You can read it for yourself here: http://dealbook.nytimes.com/2014/01/21/why-bitcoin-matters/. But if you don’t want to read the long article I will summarize the main points in this post. They are a good reference when I talk to people about why I believe so much in Bitcoin and why I think 2014 will be the Year of the Bitcoin. Of course I will also add a few personal comments.
Similarities to growth of PC and Internet
Marc starts his article with a couple of paragraphs in which he compares the rise of Bitcoin with the start of the personal computer in the 1970s and the start of the Internet in the early 1990s. At first people didn’t understand it, then they start to embrace it and don’t understand why they did not see the powerful promise earlier. Exactly the same as what’s happening with Bitcoin now!
Bitcoin is a breakthrough in computer science in that it can create trust between untrusted parties over an untrusted network (the Internet). This means that any digital property can be transfered securely, including digital money.
Easy of use
Bitcoin is not easy to use, right now you still need quite some knowledge in order to set up an account to buy Bitcoin or a wallet. But the ease of use is rapidly increasing with new tools and apps. I think that before the end of 2014 most people can set up a wallet on their phone without help of others (incl. putting money on it!).

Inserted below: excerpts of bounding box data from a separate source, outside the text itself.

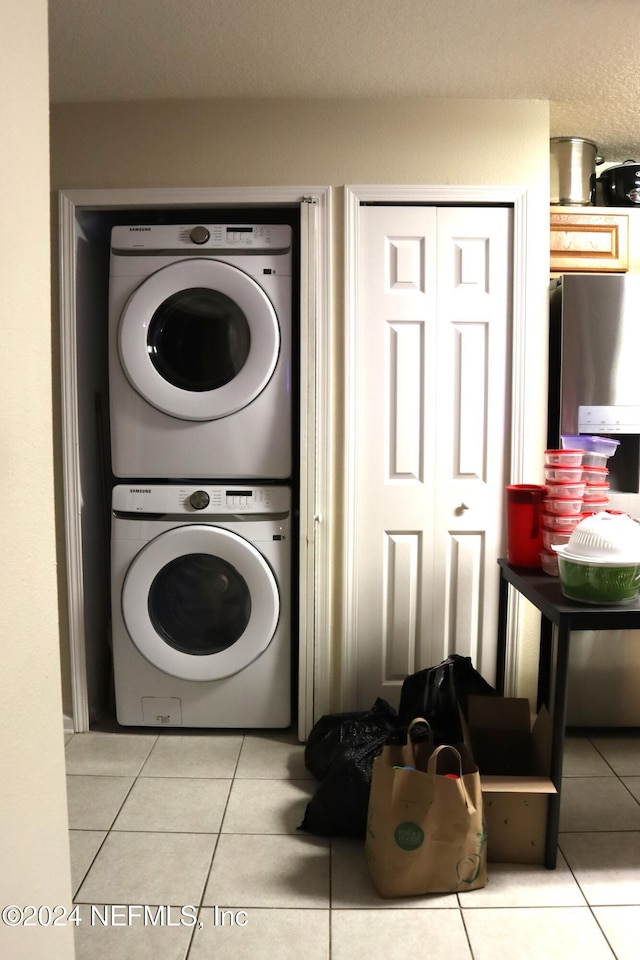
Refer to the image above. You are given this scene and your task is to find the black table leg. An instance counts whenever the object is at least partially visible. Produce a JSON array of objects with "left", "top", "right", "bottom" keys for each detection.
[
  {"left": 496, "top": 568, "right": 509, "bottom": 697},
  {"left": 537, "top": 614, "right": 553, "bottom": 712},
  {"left": 544, "top": 622, "right": 570, "bottom": 870}
]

Volatility is often mentioned as a problem for merchants, but it’s not really an issue. Reality is that merchants can accept Bitcoin without actually holding it, but the press does not understand that (yet).
Why would merchants use it?
Why would merchants use it? Simple, if the margin on electronics is about 5% and you pay 2-2.5% in fees to the credit card company, you can double your profit by using Bitcoin. You can also easily accept international payments (for example from customers without a credit card) and there are no chargebacks possible, which eleminates credit card fraud. Apparently 5-10% of all transactions are not accepted because of credit card risk, with Bitcoin you could accept these people as customers.
Anonymous or not?
Bitcoin is pseudonymous not anonymous. It’s a hype that Bitcoin is being used a lot for drugs and weapons because nobody can find out who is buying something or what you are buying. Law enforcement can much more easily trace bitocin than cash or gold.
Classic network effect
Bitcoins is a great example of a classic network effect: the more people use it, the more valuable it is for everyone who uses it (just like a telephone for example). Therefore it will be hard for another crypto currency to replace Bitcoin: this currency would need to have sizable improvements and it needs to happen quickly.

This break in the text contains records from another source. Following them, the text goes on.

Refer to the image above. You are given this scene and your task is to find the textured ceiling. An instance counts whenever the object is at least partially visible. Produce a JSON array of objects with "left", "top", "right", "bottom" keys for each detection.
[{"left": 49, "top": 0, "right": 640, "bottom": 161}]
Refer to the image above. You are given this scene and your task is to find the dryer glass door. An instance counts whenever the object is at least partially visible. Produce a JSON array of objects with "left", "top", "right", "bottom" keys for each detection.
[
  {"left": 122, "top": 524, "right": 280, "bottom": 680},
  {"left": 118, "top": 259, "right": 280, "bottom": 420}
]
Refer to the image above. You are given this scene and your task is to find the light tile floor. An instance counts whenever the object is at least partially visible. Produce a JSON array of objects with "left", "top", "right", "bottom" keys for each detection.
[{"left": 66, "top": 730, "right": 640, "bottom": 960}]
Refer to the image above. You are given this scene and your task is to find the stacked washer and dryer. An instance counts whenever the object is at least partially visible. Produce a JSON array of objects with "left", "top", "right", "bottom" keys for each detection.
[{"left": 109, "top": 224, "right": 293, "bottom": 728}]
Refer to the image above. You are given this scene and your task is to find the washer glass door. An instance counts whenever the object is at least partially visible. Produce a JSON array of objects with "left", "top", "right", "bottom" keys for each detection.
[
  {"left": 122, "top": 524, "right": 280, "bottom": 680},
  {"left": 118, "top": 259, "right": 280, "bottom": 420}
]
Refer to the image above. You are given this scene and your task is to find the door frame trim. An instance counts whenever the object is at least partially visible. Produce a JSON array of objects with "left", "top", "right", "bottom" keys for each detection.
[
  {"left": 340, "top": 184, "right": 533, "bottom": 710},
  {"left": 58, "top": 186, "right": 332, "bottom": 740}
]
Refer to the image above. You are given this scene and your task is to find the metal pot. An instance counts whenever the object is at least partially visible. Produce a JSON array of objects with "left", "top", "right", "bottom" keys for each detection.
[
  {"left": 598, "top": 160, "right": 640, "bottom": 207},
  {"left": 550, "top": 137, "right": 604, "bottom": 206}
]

Here I disagree with Marc Andreessen, because I believe a lot of currencies will eventually exist next to each other. It’s not “either/or” but “and/and”. My expectation is that we will eventually have thousands of currencies that can all be exchanged easily into Bitcoin or into other virtual currencies. I’ll probably do a blog post on this as well, it’s something that will change the Bitcoin landscape.

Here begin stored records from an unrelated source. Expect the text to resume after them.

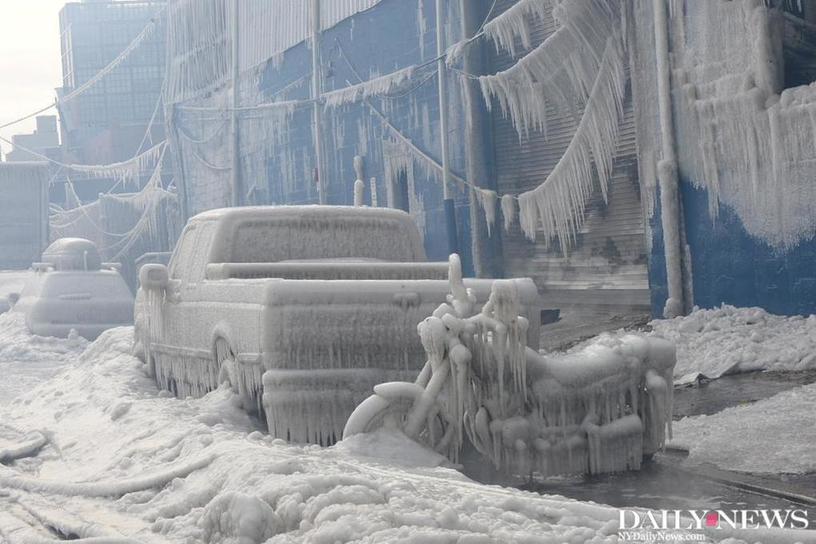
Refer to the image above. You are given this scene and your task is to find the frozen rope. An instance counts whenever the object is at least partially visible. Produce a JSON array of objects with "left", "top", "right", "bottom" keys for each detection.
[{"left": 59, "top": 8, "right": 166, "bottom": 104}]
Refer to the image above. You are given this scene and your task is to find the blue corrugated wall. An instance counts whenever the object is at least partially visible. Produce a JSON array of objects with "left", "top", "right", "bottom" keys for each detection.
[
  {"left": 253, "top": 0, "right": 473, "bottom": 274},
  {"left": 649, "top": 181, "right": 816, "bottom": 316}
]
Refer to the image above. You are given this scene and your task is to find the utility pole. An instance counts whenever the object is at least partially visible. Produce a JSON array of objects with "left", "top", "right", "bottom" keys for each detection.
[
  {"left": 231, "top": 0, "right": 243, "bottom": 206},
  {"left": 312, "top": 0, "right": 327, "bottom": 204},
  {"left": 436, "top": 0, "right": 459, "bottom": 253}
]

Every year workers send US$ 400 billion in remittances to family in their home countries, out of which companies like Western Union take 10% or more in transaction fees. Bitcoin will reduce these fees to virtually zero, meaning Bitcoin will raise the quality of life for these families.
Bypass banking system
Bitcoin is a powerful catalyst to bring large numbers of people around the world into the modern economic system. Many countries don’t have well-functioning banking systems yet or people don’t have bank accounts at all (even in the US!). Bitcoin can help people to bypass the banking system and do transactions without the need for a trusted central party like a bank or credit card company.
Micropayments are so far not very cost effective, but Bitcoin allows you to pay fractions of pennies. This could change the way content will be delivered: you don’t need a subscription to a site but can pay a very small amount to read an article on it. This means ads will be less important, or you can decide to pay for an ad free site. For example, I don’t mind paying YouTube a small amount per video if I don’t need to click away their ads. Also spam may disappear if sending an email would cost a fraction of a penny. I believe micropayments will disrupt the Internet in ways that we can’t foresee yet.
For me this article was another sign that Bitcoin is here to stay and that it is slowly becoming more mainstream. I am happy that the emphasis is going away from the price of Bitcoin to what you can do with the platform and the currency.